Oldboy (2013)
- michemar

- 13 feb 2022
- Tempo di lettura: 2 min
Aggiornamento: 8 giu 2023

Oldboy
USA 2013 azione 1h44’
Regia: Spike Lee
Soggetto: Nobuaki Minegishi, Garon Tsuchiya (manga)
Sceneggiatura: Mark Protosevich
Fotografia: Sean Bobbitt
Montaggio: Barry Alexander Brown
Musiche: Roque Baños
Scenografia: Sharon Seymour
Costumi: Ruth E. Carter
Josh Brolin: Joe Doucett
Sharlto Copley: Adrian Doyle Pryce
Elizabeth Olsen: Marie Sebastian
Samuel L. Jackson: Chaney
Richard Portnow: Bernie Sharkey
Michael Imperioli: Chucky
Pom Klementieff: Haeng-Bok
Lance Reddick: Daniel Newcombe
Rami Malek: Doo Doo Brown
Max Casella: Jake Preston
TRAMA: Joe Ducett è un pubblicitario che viene rapito e tenuto segregato per venti lunghissimi anni senza alcun motivo. Quando, in maniera altrettanto inspiegabile, viene rilasciato, per lui comincia una lunga e ossessiva ricerca tesa a rintracciare coloro che hanno voluto riservargli tale crudele trattamento. La sua sete di vendetta lo condurrà in una nuova rete di cospirazioni e tormenti.
Voto 6,5

Sorprende non poco, a chi conosce e frequenta il cinema di Spike Lee, questo remake del film del coreano Park Chan-wook, autore della trasposizione del manga Old Boy di dieci anni prima. Sorprende, e non pochi, che Lee prima di tutto rifà in buona parte uguale all’originale un’opera precedente, poi che rivolga la sua attenzione ad un fumetto, pur se di grande successo. E ne fa una copia ovviamente tutta all’americana, nel senso migliore del termine, apportando solo qui e là qualche rimaneggiamento e facendo tornare nella trama personaggi abbandonati dal coreano.

Impossibile, guardandolo, non fare paragoni continui durante la visione e trovare anche le differenze. Prima di tutto il protagonista Josh Brolin è ben differente dall’altro attore ma ciò non è un difetto, in quanto l’attore losangelino ci mette tutta la grinta che possiede e con un fisico come il suo, alto e possente, robusto, che lo fa sembrare basso e tarchiato, rende bene l’idea di una persona tenuta misteriosamente prigioniera per 20 anni, senza mai intuire il motivo, che cerca in quell’interminabile periodo di isolamento e prigionia, una vendetta a lungo sopita e che è disposta a tutto pur di arrivare alla persona che lo ha costretto ad una vita da animale in gabbia e a risolvere l’enigma che non gli fa trovare pace.
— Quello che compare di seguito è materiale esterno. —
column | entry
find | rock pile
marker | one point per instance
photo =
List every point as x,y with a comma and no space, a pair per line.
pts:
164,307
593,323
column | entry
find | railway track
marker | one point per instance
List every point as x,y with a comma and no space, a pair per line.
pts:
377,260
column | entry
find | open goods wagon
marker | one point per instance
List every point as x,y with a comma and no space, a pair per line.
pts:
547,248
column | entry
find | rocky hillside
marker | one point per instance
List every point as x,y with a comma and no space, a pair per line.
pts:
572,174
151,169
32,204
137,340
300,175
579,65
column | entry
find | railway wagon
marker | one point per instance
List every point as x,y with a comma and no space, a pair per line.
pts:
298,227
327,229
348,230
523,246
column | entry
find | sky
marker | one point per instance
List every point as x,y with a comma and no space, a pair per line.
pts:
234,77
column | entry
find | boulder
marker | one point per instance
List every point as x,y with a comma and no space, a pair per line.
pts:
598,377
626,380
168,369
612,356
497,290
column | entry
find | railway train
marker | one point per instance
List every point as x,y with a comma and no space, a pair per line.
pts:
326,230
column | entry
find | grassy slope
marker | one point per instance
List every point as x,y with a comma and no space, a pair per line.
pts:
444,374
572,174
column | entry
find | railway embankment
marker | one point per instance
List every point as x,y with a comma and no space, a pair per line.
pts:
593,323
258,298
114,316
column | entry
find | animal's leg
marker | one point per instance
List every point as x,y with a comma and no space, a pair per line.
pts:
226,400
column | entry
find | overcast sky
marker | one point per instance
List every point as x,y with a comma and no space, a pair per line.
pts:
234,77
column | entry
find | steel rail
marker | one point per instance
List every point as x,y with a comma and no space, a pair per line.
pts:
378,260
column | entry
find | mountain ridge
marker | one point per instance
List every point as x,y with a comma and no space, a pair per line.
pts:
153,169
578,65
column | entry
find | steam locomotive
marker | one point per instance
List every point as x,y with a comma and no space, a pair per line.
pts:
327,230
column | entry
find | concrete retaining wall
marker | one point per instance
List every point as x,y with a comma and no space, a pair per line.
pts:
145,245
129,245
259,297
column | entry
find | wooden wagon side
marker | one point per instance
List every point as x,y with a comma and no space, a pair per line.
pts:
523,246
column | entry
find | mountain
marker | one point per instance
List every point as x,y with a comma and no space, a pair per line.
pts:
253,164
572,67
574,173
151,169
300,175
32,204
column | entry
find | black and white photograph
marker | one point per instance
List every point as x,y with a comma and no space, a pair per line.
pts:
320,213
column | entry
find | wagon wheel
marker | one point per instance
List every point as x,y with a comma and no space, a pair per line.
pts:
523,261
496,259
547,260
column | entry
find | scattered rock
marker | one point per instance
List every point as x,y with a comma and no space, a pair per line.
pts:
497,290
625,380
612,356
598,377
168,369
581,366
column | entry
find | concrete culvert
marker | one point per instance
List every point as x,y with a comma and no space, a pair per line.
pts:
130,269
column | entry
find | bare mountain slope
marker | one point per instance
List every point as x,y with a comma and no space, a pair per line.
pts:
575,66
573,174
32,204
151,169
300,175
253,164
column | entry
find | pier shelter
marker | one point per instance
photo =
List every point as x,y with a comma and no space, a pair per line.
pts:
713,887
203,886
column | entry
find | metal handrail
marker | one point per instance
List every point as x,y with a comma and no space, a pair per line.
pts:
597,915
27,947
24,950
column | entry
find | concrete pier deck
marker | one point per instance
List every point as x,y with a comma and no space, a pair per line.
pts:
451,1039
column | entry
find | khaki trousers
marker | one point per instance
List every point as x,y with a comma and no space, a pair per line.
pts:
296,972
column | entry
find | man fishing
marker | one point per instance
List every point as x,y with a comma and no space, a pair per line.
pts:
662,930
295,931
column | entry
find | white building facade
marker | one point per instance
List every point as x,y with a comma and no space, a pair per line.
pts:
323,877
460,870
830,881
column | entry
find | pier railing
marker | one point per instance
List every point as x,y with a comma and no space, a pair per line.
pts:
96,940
L’attore è davvero generoso nel suo darsi, è ammirevole, e Spike Lee gli dà possibilità di realizzare il classico personaggio da revenge-movie. Se Park Chan-wook colorava la pellicola di atmosfera orientale e ritmo pop, qui lo sviluppo è molto serio e impegnato. Non è lo stesso film, nell’insieme, ma altrettanto dicasi per il risultato, ampiamente al di sotto dell’originale. Ma si lascia vedere ampiamente.


Molto buono il cast, in quanto, oltre al già citato Josh Brolin, scopriamo un attore adatto al mistero come Sharlto Copley e un’attrice allora in forte slancio di carriera e che due anni prima si era rivelata con il bellissimo La fuga di Martha, Elizabeth Olsen. A completare, il mefistofelico Samuel L. Jackson.